Before aligning your sequences to a reference genome, you will need to trim off the adapters. We use FastP in our pipeline as below, but there are other programs that could be suitable (e.g., Trimmomatic, TrimGalore/Cutadapt, BBDuk).

fastp --in1 {r1} --in2 {r2} --out1 {r1} --out2 {r2} --detect_adapter_for_pe 2> {summary.out}

Where
--in and --out are the flags for the input and output reads
--detect_adapter_for_pe enables auto-detection of adapters for paired end data (because auto-detection is only enabled for single end data by default).

FastP (and other trimming software) can be used for quality control before aligning your sequences to the reference genome, but there are arguments on both sides for whether or not trimming your reads at this stage is useful.

Mapping

Our pipeline uses the Burrows-Wheeler transform (Li and Durbin 2010) to align reads to the reference genome, but there are many software that can be used for aligning short reads to a reference (e.g., Bowtie2, STAR). To make the alignment process more efficient, you need to index the reference genome.

bwa index {reference.fa}

Where reference.fa is your reference genome. Once your reference has been indexed, you can do a local alignment of your FASTQs, and pipe directly into samtools to sort the alignment by coordinate and converted to the BAM (Binary ALignment/Map) format.

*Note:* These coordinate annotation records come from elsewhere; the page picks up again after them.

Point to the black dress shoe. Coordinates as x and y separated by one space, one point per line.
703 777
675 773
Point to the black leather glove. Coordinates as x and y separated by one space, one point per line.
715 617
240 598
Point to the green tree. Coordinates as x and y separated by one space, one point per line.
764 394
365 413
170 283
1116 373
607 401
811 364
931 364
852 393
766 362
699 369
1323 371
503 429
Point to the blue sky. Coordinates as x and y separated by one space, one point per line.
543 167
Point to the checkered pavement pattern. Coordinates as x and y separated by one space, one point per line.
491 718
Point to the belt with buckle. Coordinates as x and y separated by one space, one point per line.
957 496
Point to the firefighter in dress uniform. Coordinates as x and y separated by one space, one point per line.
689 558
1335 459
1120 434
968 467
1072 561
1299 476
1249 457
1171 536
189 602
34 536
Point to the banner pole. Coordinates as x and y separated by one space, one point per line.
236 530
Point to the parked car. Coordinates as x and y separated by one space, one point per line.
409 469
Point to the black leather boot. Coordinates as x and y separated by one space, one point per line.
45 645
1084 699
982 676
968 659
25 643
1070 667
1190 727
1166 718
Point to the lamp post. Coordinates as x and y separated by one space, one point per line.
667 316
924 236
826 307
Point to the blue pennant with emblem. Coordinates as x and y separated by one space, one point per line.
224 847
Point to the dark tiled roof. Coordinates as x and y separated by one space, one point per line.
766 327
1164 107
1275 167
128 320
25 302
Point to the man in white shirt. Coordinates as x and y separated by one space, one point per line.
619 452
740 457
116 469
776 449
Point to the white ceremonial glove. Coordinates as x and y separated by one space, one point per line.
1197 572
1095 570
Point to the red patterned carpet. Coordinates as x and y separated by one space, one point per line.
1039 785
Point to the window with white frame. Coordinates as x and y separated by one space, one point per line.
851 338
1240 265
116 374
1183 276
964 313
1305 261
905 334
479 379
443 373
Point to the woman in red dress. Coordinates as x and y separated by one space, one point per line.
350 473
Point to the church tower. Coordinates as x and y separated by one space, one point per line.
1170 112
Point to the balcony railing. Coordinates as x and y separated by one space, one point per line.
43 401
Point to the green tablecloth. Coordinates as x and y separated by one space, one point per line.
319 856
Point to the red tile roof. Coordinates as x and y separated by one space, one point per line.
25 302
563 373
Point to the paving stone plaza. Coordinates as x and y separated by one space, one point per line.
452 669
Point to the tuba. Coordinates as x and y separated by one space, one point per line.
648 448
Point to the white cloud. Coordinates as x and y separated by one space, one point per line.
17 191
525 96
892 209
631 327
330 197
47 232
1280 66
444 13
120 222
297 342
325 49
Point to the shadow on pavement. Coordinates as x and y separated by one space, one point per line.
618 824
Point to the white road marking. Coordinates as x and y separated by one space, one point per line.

bwa mem -M -R {string} {ref} {r1} {r2} | samtools sort -u - > {output.bam}

Where
-M marks shorter split hits as secondary (required for Picard compatibility downstream)
-R defines a read group header e.g., @RG\tID:{sample}\tSM:{sample}\tPL:ILLUMINA
{ref} is the indexed reference genome
{r1} and {r2} are the first and second reads you are aligning
-u is for uncompressed output

Once you have a sorted and indexed alignment, you can locate and tag duplicate records, which are reads that have originated from a single fragment of DNA. This can happen during sample preparation (e.g., during PCR) or from sequencing artifacts (e.g., optical duplicates).If you have multiple runs for the same sample, you would want to merge and index the BAMs before the deduplication tagging, which you can do with samtools merge (integrated in snpArcher under merge_bams rule).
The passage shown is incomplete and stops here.